Substance abuse is associated with a more severe course of HIV disease as shown by the poor immune reconstitution in cART treated subjects and an increased rate of co-morbidities. The mechanisms that are involved in these poor clinical outcomes are not well understood most likely a consequence of poorly- controlled confounding factors in study cohorts, lack of quantitative assessment of drug levels, and incomplete measurement of immune function in these subjects. We have used systems biology to identify mechanisms of immune mediated protection. We have provided strong evidence that the balance between pro and anti- inflammatory pathways in cells is disrupted even in cART treated subjects. Disruption of this balance leads to poor immune reconstitution in HIV infected cART treated subjects and to increased frequencies of latently infected cells. We have access through our collaborators at FIU to a well-characterized cohort of cART treated subjects who are also cocaine users and who are well monitored for their cocaine use. Cocaine use as shown by our preliminary results account for further perturbation of the balance between pro and anti inflammatory effector molecules and cells; this results in lower levels of immune reconstitution in these subjects and potentially to higher HIV persistence. We will use state of the art approaches to address our major objective: we will delineate the molecular mechanisms that result in the immune dysfunction and HIV persistence observed in cocaine users cART treated subjects.

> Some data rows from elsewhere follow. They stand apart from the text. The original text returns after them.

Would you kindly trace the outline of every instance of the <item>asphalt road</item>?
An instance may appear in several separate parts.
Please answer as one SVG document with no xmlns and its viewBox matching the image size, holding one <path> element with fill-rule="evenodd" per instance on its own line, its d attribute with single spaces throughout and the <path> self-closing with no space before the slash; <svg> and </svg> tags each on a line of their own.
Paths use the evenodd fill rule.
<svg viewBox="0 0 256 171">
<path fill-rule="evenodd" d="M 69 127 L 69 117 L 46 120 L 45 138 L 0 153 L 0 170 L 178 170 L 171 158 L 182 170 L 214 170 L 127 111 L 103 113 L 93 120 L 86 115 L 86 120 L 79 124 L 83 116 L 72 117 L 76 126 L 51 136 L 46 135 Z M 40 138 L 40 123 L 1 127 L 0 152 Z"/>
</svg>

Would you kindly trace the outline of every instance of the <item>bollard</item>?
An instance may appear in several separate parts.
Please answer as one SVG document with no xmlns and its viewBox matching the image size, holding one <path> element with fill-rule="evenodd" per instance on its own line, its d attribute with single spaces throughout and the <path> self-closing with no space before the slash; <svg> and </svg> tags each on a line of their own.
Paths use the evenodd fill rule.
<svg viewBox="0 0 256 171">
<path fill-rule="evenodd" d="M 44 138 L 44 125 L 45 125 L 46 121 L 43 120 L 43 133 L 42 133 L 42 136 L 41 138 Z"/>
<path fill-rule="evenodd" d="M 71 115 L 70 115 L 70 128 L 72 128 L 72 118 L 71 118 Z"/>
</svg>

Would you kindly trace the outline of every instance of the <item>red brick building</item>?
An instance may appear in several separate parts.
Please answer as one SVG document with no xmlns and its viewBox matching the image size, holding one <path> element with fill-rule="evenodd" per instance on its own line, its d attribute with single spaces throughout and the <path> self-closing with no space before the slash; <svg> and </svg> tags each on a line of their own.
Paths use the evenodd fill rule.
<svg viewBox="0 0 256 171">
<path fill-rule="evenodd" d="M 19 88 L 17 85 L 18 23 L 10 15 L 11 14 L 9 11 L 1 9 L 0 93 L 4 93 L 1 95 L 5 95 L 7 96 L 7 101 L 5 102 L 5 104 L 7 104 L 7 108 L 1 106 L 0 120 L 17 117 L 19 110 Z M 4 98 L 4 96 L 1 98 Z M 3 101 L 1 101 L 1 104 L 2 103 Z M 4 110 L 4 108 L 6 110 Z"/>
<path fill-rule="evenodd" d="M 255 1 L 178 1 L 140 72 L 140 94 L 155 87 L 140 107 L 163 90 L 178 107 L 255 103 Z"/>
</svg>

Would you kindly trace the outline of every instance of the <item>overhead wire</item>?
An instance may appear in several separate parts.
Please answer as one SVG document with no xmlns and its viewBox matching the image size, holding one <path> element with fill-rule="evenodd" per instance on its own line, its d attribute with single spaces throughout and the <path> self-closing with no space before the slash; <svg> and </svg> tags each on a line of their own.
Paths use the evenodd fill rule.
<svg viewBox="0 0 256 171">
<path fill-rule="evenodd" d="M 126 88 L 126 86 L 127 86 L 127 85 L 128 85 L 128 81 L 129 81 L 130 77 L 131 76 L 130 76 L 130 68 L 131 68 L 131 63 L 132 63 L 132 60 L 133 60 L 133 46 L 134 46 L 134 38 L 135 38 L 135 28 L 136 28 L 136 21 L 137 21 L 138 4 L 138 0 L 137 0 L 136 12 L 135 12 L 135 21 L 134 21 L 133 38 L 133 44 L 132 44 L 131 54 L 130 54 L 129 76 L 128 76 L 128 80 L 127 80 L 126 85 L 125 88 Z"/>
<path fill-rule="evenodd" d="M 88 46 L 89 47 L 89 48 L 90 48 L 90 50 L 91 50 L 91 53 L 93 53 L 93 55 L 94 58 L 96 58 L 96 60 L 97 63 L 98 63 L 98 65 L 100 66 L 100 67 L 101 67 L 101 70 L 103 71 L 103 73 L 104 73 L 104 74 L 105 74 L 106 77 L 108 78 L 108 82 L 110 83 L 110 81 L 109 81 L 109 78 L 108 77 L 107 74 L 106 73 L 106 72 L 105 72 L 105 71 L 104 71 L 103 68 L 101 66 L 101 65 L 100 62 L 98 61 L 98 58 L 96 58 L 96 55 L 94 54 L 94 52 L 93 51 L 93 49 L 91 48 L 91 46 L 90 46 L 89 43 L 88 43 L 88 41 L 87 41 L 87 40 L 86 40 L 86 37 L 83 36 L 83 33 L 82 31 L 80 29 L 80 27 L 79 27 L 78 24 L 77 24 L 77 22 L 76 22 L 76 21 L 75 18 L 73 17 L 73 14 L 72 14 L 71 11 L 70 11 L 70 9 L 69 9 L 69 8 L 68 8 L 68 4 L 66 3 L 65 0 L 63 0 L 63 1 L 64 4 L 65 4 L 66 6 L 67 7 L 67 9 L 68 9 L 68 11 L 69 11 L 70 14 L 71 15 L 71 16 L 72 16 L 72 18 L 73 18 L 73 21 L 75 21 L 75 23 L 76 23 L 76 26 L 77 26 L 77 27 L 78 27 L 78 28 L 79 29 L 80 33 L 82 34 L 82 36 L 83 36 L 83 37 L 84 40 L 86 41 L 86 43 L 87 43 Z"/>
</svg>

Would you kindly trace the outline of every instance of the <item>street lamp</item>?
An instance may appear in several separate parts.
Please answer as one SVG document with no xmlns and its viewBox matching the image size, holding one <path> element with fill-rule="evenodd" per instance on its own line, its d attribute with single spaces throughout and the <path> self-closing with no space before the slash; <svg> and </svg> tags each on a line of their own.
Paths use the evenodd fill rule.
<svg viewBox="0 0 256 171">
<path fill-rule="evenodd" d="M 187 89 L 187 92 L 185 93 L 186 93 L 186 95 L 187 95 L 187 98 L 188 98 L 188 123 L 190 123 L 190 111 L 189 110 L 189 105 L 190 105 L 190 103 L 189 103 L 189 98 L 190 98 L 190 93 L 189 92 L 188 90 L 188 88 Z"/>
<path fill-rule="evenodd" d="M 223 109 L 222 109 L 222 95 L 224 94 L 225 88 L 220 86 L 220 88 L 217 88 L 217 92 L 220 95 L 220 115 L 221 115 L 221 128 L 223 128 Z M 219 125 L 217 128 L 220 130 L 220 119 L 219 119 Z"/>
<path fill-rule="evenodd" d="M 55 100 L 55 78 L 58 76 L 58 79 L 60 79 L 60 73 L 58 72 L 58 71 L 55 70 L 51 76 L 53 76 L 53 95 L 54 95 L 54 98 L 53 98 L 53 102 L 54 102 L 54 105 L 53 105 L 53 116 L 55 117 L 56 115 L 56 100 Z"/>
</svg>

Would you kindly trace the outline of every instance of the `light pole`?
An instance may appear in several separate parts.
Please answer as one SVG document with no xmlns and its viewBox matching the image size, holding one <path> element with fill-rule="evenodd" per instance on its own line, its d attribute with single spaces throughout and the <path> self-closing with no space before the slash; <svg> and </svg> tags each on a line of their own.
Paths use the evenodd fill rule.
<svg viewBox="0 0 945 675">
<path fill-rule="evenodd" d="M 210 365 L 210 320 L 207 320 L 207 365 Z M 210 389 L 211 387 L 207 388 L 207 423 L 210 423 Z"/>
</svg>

In specific aim 1 we will use polychromatic flow cytometry to characterize the distribution and function of pro and anti-inflammatory cells including Treg subsets and determine their association to loss of T cell homeostasis and poor immune reconstitution post cART Transcriptional profiling of different memory T cell subsets will lead to the identification of molecular pathways in cocaine users which are associated to disrupted CD4 T cell homeostasis; these mechanistic findings will be validated at the single cell level by flow cytometry and by Fluidigm Biomark TM . Our preliminary results indicate that in cocaine users CD8 T cells express markers associated to deregulated homeostasis. We will determine the impact of cocaine on HIV specific CD8 T cell responses and assess if these are associated to the imbalances in the inflammatory environment or they are due to the lack of CD4 T cell help.

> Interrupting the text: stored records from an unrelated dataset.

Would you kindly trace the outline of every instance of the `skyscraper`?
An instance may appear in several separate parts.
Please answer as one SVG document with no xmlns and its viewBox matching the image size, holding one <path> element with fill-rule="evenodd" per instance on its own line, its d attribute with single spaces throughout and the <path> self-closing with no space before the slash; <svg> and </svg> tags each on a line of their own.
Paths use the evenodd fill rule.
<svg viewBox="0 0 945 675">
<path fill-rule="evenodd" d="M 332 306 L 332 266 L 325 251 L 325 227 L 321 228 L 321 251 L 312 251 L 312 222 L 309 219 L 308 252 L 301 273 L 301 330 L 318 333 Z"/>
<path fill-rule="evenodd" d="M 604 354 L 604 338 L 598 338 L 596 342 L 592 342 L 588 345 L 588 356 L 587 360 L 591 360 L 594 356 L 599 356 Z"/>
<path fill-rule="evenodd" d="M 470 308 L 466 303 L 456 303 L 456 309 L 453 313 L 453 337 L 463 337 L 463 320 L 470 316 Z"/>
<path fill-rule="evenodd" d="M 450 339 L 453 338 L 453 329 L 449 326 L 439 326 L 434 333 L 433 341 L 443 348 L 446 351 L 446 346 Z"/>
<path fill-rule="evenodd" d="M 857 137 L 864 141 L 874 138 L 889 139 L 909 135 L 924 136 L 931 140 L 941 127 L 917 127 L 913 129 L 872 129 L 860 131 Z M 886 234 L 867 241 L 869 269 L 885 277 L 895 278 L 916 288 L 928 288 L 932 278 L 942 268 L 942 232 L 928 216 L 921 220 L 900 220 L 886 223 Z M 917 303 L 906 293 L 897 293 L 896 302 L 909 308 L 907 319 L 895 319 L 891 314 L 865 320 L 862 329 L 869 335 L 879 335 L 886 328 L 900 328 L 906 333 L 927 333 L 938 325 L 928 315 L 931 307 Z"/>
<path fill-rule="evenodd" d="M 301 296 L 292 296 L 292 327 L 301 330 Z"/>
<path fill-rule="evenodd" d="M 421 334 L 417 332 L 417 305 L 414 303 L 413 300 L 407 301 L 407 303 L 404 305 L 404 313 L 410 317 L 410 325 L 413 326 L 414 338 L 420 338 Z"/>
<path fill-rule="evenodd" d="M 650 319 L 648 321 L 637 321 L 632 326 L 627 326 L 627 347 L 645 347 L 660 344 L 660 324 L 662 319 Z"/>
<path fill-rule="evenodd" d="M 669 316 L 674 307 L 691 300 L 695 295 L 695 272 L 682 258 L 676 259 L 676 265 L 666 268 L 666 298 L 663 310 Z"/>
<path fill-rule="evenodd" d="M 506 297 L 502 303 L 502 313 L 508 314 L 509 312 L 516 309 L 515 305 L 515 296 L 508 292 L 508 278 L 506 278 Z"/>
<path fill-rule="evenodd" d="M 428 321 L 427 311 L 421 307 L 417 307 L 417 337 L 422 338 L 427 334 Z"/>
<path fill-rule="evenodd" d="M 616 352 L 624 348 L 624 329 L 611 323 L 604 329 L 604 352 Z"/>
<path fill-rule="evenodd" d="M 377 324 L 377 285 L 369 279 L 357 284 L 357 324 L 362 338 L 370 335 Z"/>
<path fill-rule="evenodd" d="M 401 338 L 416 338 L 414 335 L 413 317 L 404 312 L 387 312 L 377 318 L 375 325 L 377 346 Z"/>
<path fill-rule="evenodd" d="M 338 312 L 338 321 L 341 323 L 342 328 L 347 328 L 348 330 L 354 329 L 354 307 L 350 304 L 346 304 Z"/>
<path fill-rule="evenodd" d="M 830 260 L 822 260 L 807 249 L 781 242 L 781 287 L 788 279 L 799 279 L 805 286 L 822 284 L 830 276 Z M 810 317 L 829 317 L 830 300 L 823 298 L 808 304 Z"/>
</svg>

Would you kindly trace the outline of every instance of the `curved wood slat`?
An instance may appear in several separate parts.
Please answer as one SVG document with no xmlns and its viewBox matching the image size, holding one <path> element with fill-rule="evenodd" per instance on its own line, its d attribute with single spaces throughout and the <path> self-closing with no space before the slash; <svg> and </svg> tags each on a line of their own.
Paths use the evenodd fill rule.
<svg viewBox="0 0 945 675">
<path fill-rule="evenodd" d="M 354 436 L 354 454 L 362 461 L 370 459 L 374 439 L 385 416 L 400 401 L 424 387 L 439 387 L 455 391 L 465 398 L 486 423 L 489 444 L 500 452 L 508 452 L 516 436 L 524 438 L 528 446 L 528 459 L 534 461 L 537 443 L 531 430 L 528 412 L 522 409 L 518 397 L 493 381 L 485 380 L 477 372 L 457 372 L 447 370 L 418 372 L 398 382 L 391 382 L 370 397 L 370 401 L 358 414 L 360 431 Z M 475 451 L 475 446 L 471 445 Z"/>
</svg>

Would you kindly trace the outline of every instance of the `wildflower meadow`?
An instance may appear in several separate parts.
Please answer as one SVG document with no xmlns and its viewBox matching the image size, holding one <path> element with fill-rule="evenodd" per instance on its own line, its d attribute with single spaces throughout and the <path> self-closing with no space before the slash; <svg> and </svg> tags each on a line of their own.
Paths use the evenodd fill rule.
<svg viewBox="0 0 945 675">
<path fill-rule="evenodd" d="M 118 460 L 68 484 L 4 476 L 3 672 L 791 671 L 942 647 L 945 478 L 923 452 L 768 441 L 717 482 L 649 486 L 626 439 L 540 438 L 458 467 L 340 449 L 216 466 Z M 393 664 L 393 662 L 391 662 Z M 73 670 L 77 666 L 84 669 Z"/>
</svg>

In specific aim 2 we will assess and define mechanisms associated to the impact of cocaine on HIV persistence. We have developed two new assays that will provide critical insights to the magnitude of the HIV reservoir and to the impact of cocaine on HIV persistence. TILDA will allow us to monitor the frequencies of inducible HIV viruses and to provide a quantitative assessment of the impact of cocaine on establishment and maintenance of the HIV reservoir ex vivo in infected subjects. LARA will allow us to determine in vitro that cocaine and its metabolites can impact the establishment of HIV latency in different memory T cell subsets.
The experiments described in this proposal will identify how cocaine modulates critical outcomes of treated HIV disease; these include immune reconstitution as monitored by the increase in CD4 numbers and CD8 T cell function as well as the maintenance or expansion of the HIV reservoir.